Les chefs de l'opposition ont réclamé une enquête criminelle dès que cette fébrilité des marchés avait été révélée. Les partis ont harcelé les libéraux durant un mois sur cette question. Selon eux, les fluctuations des marchés démontraient que des investisseurs amis du PLC avaient dû obtenir des informations privilégiées de la part de membres éminents du parti. M. Goodale a toujours nié avec véhémence les allégations.

Le commissaire de la GRC, Giuliano Zaccardelli, a confirmé dans une lettre que son personnel se penche sur une possible entorse à la règle du secret juste avant l'annonce.

La GRC avait entrepris des vérifications à la demande de la porte-parole néo-démocrate des Finances, Judy Wasylycia-Leis, qui a appris la nouvelle et qui a demandé à M. Goodale de renoncer à ses fonctions, le temps que l'enquête suive son cours.

Le ministre des Finances a toutefois insisté pour dire qu'il n'y avait eu aucune fuite provenant de son ministère avant l'annonce du 23 novembre.

Un porte-parole libéral a dit que les autorités du parti allaient étudier l'annonce de la GRC avant de commenter.

Selon le porte-parole du Bloc québécois en matière de finance, Yvan Loubier, M. Goodale doit démissionner ou Paul Martin doit lui retirer ses dossiers jusqu'à la fin de l'enquête. «Au-delà du ministre des Finances, c'est une fois de plus l'intégrité du gouvernement Martin qui est remise en question», a-t-il souligné.
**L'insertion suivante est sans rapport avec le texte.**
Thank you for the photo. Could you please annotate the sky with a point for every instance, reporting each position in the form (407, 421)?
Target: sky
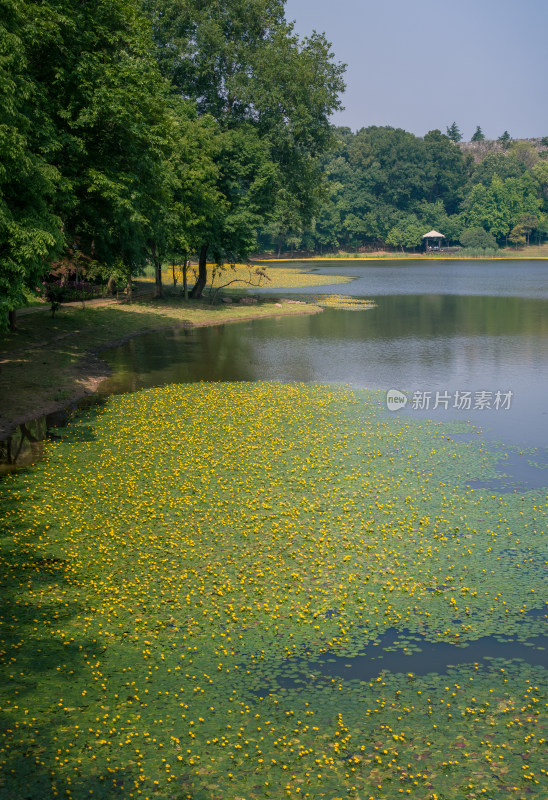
(423, 64)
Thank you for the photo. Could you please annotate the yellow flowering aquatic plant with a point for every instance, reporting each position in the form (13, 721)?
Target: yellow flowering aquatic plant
(190, 569)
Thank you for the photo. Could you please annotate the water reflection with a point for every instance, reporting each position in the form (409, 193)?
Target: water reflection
(405, 651)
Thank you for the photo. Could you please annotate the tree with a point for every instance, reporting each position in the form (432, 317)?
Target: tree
(445, 171)
(271, 96)
(30, 230)
(478, 135)
(478, 238)
(505, 139)
(453, 132)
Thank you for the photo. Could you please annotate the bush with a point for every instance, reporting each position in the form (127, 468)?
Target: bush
(478, 238)
(479, 252)
(55, 293)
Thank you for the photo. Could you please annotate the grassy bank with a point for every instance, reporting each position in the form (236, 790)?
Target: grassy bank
(48, 363)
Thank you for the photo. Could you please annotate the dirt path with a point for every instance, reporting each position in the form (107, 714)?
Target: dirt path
(50, 364)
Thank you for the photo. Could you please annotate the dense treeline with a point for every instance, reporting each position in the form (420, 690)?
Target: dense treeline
(134, 130)
(387, 187)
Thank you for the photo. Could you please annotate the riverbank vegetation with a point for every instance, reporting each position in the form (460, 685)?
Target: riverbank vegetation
(48, 364)
(387, 187)
(134, 131)
(142, 133)
(183, 615)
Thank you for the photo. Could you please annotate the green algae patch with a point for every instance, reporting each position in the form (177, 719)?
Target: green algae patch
(180, 554)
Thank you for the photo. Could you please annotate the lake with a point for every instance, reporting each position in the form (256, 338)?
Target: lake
(439, 327)
(242, 582)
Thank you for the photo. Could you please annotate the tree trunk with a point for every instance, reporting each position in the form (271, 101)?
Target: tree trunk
(185, 280)
(199, 286)
(158, 288)
(129, 286)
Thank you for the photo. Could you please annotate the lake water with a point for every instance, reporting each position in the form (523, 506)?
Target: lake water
(439, 329)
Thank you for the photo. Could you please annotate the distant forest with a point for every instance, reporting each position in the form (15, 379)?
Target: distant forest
(385, 187)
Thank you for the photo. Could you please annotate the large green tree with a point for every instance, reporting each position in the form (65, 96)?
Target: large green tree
(30, 230)
(271, 95)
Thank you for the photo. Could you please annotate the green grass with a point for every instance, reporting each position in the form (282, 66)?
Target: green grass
(46, 356)
(183, 552)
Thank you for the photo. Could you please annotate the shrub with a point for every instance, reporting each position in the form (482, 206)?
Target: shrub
(478, 237)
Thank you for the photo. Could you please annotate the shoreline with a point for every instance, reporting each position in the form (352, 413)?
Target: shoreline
(88, 370)
(400, 257)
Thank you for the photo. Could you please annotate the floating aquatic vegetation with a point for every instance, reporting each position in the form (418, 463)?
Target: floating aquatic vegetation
(182, 551)
(344, 302)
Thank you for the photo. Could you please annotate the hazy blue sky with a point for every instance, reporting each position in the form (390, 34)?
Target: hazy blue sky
(420, 64)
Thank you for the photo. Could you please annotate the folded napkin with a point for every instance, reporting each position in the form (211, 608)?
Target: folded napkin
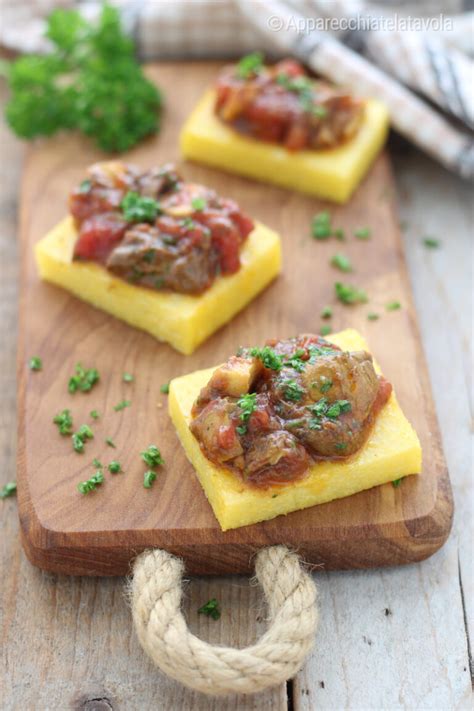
(413, 56)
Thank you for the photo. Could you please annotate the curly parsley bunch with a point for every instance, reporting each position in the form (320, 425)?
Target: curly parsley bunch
(90, 81)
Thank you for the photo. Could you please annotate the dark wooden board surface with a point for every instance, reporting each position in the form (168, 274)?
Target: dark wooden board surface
(99, 534)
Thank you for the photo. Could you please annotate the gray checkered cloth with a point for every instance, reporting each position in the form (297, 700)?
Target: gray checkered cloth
(415, 57)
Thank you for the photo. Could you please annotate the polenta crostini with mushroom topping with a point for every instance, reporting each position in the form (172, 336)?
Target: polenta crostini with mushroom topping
(170, 257)
(297, 422)
(278, 124)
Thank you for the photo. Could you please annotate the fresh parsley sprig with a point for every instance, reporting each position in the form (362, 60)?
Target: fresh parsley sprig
(89, 81)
«Le ministre des Finances ne peut que remettre sa démission, a indiqué le porte-parole conservateur des Finances, Monte Solberg, dans un communiqué. Cette enquête confirme qu'il y a des raisons valables de soupçonner que des actes criminels ont été commis au sein de son ministère ou de son bureau. En tant que ministre, il doit en assumer la responsabilité. C'est ainsi que notre système fonctionne.»

La commission des valeurs mobilières de l'Ontario n'a pas confirmé si elle avait étudié la demande d'enquête formulée par le Parti conservateur. Mme Wasylycia-Leis avait aussi transmis une lettre à l'organisme réglementaire demandant des éclaircissements sur une enquête possible.

L'enquête de la GRC n'aboutira pas nécessairement au dépôt d'accusations criminelles.

Des vétérans des marchés boursiers avaient pour leur part affirmé qu'ils n'étaient pas surpris de la hausse des volumes sur les parquets ce jour-là, étant donné que les rumeurs affectent souvent les cours.